Sepertinya baru kemarin Didi melukis wajah saya saat saya masih berkerudung di tembok dekat kampusnya. Didi memang pintar menggambar juga meskipun tidak semaestro Picaso ataupun seterkenal Basuki Abdullah. Satu hari Didi mengajak saya melewati satu area dekat kampusnya dimana ada tembok atau pagar dari seng (saya lupa) yang membiarkan mahasiswa di sana mencorat coret dinding sebagai ajang kreatifitas mereka. 

“San, ikut aku yah. Aku mau tunjukkan hasil lukisanku.”

Saya manut duduk manis di belakang sambil mendengar ocehan-ocehan dan rayuan gombal yang sama diatas motornya yang selalu kuprotes karena footstepnya ga lengkap.

“San, lihat ke kanan… itu lukisanku.” Aku menoleh seperti mengenali wajah lukisan perempuan berkerudung biru itu. “Wah keren dik.. keren.. kamu yang ngelukis?”

“Yo iyo rek. Sopo mane?”

“Tapi keknya aku kenal tuh perempuan.”

“Iku yo koen, Ndeng! (Gendeng)” (itu kamu, Ndeng!)

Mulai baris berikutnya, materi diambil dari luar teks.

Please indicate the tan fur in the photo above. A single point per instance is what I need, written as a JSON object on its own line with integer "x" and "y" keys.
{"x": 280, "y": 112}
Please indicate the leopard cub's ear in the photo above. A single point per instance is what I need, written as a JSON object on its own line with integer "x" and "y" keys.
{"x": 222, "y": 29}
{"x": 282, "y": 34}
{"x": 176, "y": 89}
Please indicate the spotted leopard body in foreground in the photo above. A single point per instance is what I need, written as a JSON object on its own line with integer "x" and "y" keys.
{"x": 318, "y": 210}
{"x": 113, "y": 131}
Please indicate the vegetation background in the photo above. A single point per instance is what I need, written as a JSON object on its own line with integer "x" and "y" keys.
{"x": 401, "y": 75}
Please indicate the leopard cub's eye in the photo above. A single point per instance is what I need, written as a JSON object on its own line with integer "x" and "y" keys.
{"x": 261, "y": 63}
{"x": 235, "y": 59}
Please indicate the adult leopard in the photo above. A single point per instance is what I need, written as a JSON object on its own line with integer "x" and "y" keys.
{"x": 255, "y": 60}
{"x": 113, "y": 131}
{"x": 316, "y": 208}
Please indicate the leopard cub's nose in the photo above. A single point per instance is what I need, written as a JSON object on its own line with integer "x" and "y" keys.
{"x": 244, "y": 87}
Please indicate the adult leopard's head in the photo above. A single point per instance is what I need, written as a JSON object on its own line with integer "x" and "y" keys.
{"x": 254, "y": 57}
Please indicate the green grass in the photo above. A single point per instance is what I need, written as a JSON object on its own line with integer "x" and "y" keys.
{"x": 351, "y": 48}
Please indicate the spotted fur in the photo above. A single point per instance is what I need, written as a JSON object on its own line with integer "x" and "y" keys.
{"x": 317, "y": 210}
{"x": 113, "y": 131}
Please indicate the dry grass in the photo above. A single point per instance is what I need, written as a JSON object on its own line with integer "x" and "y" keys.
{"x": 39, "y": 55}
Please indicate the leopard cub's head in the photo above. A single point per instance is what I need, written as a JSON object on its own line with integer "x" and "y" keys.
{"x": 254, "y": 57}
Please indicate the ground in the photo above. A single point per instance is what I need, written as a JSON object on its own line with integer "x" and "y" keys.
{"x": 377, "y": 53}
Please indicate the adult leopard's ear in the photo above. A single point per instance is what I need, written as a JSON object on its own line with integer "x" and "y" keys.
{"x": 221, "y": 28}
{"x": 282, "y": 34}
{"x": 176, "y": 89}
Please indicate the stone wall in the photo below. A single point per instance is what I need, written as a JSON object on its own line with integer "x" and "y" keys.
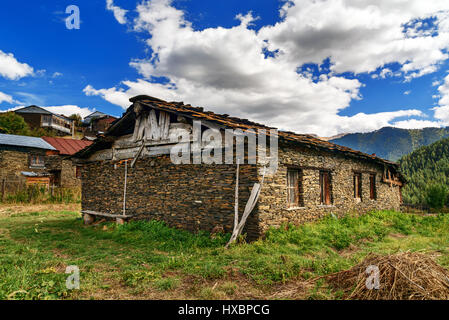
{"x": 273, "y": 207}
{"x": 13, "y": 162}
{"x": 192, "y": 197}
{"x": 195, "y": 197}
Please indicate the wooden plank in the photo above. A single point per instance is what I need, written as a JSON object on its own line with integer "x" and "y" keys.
{"x": 108, "y": 215}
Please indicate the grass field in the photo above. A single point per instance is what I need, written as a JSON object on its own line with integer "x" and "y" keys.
{"x": 147, "y": 260}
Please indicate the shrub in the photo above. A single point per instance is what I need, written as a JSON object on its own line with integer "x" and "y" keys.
{"x": 436, "y": 196}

“Wakakakakakaak…. Ndabrussss.” (Ndabrus means : bullshit)

“Iku awakmu yo….”

Saya Cuma bisa melongo saja kala itu mendengar pengakuan Didi. Dia ngga pernah punya gambarku karena saya dan Didi saling mengenal belum lama saat itu.

"Lo, masi aku ngga duwe potmu, aku nyimpen fotomu di hatiku yo.. " wakakakakkaakakakaka..... Saya gethok kepalanya dari belakang.

"Eh, Dik. Balik lagi dong. Aku mau lihat lukisannya."

Wakakakaakkak.. dia ngakak habis melihat saya penasaran. Saya juga tidak tahu pasti apakah itu benar-benar gambar saya ataukah hanya bualan lucunya saja.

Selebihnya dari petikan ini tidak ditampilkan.